Rad51 is required to prevent Polζ function prior to the G2/M checkpoint. (A) Elimination of Polζ (encoded by rev3) has no effect on the duration of checkpoint delays when UV damage is incurred prior to the G2/M checkpoint in rad51+ cells, but increases delays substantially in rad51Δ cells. Kinetics of the first cleavage are shown for cells of the indicated genotypes exposed to mock irradiation or 25 J/m² of UV. For strains lacking Rad51, the analysis is restricted to cells with mother cells that were < 17 µM at the cleavage prior to irradiation to reduce the suppressive effects of spontaneous cell cycle delays. (B) UV-induced length increase during the first cycle was calculated for the experiments in A by subtracting the mean length of a mock-irradiated population from the mean length of a population exposed to 25 J/m² of UV. Error bars denote 95% c.i.

Figure 6.

HDR and mutagenic TLS function sequentially and are regulated in concert with checkpoint signaling to maximize the potential for error-free post-replication repair.

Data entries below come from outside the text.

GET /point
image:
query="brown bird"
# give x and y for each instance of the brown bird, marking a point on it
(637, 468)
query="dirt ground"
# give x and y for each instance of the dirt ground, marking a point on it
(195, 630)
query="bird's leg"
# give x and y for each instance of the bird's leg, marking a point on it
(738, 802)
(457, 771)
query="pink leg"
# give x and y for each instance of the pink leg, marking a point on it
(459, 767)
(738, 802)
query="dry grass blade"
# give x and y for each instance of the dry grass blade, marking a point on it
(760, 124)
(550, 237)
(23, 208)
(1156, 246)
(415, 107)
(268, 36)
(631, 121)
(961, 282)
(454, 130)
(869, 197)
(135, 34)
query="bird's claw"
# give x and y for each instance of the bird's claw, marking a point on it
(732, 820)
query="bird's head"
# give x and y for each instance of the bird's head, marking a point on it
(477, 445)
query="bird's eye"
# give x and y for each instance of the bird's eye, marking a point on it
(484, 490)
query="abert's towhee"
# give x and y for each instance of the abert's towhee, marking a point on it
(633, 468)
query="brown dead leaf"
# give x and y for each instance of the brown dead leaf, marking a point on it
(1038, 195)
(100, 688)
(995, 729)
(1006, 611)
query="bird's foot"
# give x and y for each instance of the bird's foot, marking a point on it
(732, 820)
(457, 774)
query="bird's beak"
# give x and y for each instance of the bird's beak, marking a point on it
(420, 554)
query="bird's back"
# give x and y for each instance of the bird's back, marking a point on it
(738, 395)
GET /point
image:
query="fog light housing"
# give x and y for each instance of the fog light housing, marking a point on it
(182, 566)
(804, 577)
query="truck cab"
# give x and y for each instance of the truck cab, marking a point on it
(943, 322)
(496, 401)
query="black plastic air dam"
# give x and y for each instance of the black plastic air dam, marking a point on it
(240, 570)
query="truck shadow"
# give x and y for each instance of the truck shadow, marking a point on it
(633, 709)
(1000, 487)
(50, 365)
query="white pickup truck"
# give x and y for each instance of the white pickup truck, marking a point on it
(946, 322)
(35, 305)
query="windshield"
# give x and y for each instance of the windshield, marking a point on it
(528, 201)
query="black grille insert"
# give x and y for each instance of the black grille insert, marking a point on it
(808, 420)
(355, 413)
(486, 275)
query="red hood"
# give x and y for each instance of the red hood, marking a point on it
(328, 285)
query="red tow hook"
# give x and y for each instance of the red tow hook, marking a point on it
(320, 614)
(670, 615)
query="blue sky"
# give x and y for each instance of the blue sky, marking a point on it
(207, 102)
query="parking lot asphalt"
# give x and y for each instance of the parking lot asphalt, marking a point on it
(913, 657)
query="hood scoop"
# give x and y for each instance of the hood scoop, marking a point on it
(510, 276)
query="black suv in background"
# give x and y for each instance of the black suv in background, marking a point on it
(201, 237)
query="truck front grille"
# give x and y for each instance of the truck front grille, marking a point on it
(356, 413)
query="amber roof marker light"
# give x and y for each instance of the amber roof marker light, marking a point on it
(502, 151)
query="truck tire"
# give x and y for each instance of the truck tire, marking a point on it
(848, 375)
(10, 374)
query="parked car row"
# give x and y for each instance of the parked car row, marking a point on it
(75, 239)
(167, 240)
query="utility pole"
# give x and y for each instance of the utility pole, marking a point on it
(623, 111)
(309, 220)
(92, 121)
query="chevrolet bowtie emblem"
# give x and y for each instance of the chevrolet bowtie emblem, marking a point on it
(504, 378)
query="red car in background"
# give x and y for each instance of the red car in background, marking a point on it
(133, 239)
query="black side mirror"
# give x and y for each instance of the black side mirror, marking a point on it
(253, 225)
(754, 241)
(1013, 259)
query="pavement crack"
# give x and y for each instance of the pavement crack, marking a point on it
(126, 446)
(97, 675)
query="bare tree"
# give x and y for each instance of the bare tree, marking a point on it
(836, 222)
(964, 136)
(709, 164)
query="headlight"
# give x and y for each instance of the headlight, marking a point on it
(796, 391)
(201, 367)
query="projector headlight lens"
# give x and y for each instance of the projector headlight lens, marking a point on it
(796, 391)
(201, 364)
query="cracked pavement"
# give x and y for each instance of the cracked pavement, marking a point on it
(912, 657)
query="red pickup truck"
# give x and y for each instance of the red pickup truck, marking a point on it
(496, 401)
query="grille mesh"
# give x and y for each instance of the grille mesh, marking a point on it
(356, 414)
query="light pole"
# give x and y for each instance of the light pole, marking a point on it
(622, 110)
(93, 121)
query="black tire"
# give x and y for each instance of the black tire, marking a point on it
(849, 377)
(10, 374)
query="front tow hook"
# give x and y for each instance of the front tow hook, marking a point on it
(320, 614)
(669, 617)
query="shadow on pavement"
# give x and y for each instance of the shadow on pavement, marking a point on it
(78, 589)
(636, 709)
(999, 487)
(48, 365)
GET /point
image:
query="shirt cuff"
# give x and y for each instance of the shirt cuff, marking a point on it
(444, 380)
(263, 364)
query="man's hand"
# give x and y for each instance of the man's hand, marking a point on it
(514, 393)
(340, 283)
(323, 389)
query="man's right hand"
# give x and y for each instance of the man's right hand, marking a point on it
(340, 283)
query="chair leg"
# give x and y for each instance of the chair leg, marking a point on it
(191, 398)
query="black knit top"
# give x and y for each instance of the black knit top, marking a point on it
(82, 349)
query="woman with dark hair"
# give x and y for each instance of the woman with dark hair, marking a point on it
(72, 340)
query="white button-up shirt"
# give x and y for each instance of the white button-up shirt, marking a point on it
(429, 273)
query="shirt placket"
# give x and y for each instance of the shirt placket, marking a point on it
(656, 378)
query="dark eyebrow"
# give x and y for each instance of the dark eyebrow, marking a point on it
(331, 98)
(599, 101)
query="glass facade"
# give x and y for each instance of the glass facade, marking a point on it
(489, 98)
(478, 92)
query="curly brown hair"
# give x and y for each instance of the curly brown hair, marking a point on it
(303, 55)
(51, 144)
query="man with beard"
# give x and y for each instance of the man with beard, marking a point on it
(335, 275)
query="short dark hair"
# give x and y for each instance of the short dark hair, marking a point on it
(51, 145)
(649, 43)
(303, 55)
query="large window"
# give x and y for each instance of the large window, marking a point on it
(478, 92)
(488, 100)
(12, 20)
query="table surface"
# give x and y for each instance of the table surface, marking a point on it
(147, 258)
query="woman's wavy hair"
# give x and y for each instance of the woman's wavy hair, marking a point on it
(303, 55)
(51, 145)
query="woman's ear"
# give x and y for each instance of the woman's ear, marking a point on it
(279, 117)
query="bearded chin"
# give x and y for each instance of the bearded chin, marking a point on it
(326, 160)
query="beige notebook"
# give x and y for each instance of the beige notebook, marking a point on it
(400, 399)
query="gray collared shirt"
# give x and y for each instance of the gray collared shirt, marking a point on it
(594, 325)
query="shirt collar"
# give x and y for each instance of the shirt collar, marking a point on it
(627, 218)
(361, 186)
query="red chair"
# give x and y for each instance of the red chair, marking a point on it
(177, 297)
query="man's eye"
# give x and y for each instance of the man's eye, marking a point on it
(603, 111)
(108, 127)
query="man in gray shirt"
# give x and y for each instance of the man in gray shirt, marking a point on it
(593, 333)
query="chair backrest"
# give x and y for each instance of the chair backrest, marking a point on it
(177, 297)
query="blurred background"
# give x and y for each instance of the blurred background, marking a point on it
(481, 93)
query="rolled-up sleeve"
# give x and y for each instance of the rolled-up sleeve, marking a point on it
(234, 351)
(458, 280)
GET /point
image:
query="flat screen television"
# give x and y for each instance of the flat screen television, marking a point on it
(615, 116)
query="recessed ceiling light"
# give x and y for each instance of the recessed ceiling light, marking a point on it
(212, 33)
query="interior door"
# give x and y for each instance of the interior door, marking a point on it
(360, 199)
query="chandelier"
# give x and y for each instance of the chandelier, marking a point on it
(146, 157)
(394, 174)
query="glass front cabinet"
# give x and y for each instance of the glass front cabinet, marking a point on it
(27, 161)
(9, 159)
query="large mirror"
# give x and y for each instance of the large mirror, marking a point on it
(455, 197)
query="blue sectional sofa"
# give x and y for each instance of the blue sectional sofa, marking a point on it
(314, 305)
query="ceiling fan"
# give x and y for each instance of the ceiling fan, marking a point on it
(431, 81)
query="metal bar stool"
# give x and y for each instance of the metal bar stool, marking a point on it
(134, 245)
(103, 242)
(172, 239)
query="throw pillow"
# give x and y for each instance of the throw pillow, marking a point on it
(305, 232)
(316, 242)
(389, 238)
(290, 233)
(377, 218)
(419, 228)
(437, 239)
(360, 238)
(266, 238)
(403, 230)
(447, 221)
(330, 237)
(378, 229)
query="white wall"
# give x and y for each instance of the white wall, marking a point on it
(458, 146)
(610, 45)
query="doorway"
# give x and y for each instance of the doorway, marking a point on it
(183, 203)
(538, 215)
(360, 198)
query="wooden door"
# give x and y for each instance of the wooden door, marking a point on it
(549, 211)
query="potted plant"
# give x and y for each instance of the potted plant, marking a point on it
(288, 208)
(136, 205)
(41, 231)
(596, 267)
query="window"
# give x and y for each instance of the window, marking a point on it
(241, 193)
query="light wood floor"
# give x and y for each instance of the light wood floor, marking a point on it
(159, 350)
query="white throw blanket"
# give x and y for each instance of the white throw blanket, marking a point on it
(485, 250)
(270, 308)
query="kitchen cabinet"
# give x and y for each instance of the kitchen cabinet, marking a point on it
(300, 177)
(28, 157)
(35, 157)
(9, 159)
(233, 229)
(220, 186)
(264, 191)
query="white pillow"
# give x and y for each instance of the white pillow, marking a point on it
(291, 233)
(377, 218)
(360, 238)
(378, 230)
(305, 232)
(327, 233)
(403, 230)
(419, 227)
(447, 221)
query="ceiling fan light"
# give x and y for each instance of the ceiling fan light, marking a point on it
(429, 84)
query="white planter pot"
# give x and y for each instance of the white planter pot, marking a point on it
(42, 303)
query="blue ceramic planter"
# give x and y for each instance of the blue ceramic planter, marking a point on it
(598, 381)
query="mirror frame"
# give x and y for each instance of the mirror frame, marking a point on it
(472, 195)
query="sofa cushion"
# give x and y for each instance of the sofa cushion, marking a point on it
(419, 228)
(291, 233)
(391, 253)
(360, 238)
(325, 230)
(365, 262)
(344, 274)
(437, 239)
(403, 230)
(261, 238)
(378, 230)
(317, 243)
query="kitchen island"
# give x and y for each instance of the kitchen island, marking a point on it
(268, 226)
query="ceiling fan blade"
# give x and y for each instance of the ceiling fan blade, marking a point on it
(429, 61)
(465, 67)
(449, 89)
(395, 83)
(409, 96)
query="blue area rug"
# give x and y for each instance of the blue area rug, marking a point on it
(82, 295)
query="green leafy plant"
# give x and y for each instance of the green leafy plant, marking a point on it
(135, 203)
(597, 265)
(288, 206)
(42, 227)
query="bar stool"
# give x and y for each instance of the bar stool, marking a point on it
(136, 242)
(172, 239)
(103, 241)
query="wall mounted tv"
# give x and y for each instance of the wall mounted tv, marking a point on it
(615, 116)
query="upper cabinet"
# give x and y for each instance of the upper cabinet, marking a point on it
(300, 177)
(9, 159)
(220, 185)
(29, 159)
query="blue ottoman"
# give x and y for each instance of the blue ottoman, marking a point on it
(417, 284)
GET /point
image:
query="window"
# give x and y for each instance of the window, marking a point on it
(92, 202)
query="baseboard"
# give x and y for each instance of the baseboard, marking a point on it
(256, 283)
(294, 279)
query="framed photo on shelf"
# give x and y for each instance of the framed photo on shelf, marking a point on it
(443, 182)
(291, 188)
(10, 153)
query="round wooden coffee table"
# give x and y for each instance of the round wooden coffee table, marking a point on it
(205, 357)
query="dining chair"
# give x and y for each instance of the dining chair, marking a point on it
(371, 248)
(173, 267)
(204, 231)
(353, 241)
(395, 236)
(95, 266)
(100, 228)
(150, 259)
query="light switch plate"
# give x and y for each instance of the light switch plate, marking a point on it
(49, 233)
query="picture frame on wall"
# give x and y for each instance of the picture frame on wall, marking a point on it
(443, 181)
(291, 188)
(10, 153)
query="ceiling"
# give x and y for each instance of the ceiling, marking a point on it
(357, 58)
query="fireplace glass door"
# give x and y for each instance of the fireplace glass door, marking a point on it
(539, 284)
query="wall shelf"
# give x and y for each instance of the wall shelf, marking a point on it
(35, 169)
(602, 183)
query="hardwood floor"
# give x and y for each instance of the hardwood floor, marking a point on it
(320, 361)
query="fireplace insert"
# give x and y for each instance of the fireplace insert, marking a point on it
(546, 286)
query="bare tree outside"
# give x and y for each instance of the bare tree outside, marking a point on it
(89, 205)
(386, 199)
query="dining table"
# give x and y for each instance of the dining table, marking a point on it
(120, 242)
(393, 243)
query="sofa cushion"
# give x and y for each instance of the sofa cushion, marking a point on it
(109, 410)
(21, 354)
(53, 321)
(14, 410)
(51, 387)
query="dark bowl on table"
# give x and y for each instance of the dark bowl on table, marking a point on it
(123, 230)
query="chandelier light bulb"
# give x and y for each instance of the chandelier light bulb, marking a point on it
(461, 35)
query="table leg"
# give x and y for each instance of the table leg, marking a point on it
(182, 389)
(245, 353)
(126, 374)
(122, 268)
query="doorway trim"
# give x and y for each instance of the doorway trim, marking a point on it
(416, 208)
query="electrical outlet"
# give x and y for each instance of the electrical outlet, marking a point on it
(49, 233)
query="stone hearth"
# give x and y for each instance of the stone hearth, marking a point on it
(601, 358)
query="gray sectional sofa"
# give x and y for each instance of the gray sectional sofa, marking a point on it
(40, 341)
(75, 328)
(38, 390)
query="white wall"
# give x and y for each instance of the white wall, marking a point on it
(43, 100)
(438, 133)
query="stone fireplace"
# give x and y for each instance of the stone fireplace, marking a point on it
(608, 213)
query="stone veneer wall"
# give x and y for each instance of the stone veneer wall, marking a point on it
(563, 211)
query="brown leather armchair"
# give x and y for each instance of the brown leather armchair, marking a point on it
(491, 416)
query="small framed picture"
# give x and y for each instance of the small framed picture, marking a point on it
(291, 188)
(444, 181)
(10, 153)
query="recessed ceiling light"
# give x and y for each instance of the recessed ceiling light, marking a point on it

The DNA damage checkpoint response to UV delays mitosis to allow HDR to complete error-free PRR using redundant information within the sister chromatids. Rad51 recombinase is required to prevent mutagenic TLS by Rev1 and Polζ during the checkpoint delay. A pathway mediated by Rhp18, Rad8, and Polη makes a more limited contribution to PRR at CPDs during the checkpoint delay and may continue to function after the G2/M checkpoint (not shown). After the G2/M checkpoint, cells lose the capacity to complete HDR and rely on Rev1 and Polζ to restore the continuity of the double helix. We suggest that the structures repaired by Rev1 and Polζ are formed most frequently in regions of the genome that remain unreplicated after the G2/M checkpoint. Gaps may form in such regions when replication forks encounter lesions (post-replicative daughter-strand gaps) or when an unreplicated region is unwound during mitosis (mitotic daughter-stand gaps). Rev1 and Polζ may begin to function immediately after cells pass the G2/M checkpoint or, more likely, gain access to DNA when HDR is inactivated at the metaphase-to-anaphase transition.